Am zweiten Festivaltag bilden die mikrotonalen Soundskulpturen von Ludwig Wandinger sowie Gajek vom belgischen Label Stroom.tv die Höhepunkte auf der Jagd nach den im Programm versprochenen luziden Geistern. Der Donnerstag steht mit Coby Sev & Continue und MA.Moyo ganz im Zeichen von Spoken Word aus Metropolis London, das Intro dazu liefern die Lokalmatadore Lukas König und Kasho Chualan. Unter dem Motto »Lightspeed Back Hereafter« wird das Wochenende mit Hi-Energy Krautrock eingeläutet, dafür sorgen Wettbüro, CEL (Felix Kubin & Hubert Zemler) und die Wiener Band Autor. Wer zu spät kommt, verpasst mit der performativen Lesung von Sophia Eisenhut ein Stück Bachmann-Preis-Flair und ist selbst schuld. Später übersiedelt der Tross dann ins Flucc, wo die postkolonialen Dancefloor-Ränder bis in die Puppen gefeiert werden. Als besonders vielversprechend sticht an diesem Abend der Batida-DJ Vanyfox hervor, weitere Überraschungen sind aber nicht ausgeschlossen.
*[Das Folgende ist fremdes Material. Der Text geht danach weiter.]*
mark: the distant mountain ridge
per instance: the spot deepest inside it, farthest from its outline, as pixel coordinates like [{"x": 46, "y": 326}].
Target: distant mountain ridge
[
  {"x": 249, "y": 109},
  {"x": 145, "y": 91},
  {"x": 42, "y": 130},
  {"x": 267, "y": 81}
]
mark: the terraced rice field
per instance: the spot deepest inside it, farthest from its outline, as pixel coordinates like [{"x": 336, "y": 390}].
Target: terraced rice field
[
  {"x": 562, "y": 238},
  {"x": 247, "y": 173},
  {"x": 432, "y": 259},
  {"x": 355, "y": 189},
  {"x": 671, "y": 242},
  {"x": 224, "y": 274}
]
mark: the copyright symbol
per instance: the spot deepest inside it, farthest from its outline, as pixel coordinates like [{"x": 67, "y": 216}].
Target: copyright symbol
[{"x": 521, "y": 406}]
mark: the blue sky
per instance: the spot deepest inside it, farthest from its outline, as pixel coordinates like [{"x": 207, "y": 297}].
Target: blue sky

Coby Sev © Ksenia Burnasheva

Das Wochenende steht dann ganz im Zeichen des 30. Geburtstags von Edition Mego und damit fast schon eines Festivals im Festival, dessen Programm dem Vernehmen nach bereits Ende Mai an der Volksbühne Berlin für Begeisterung gesorgt hat. Das Feuerwerk mit vielen Ecken und Kanten bietet an zwei Tagen unter anderem die experimentellen Techno-Entwürfe von Nik Colk Void, die einem breiteren Publikum etwa über ihre Zusammenarbeit mit Chris Carter und Cosey Fanni Tutti bekannt sein dürfte; die Noise-Kaskaden von Klara Lewis; der pechschwarze Ambient-Krach von Christina Nemec alias Chra; den verzückend-charmanten Experimental-Dub von Ilpo Väisänen sowie den Synth-Wave-infizierten DIY-Gesang von Finlay Shakespeare. Da zu einem derart vernünftigen Festival auch ein unvernünftiger Dancefloor gehört, gibt es am Samstag daran anschließend ein Rave, bei dem neben Nkisis pan-afrikanischen Rhythmus-Experimenten mit Trance-Schlagseite das Duo aua&angst schon aufgrund des Namens Interesse weckt (vorausgesetzt, man ist dann immer noch wach).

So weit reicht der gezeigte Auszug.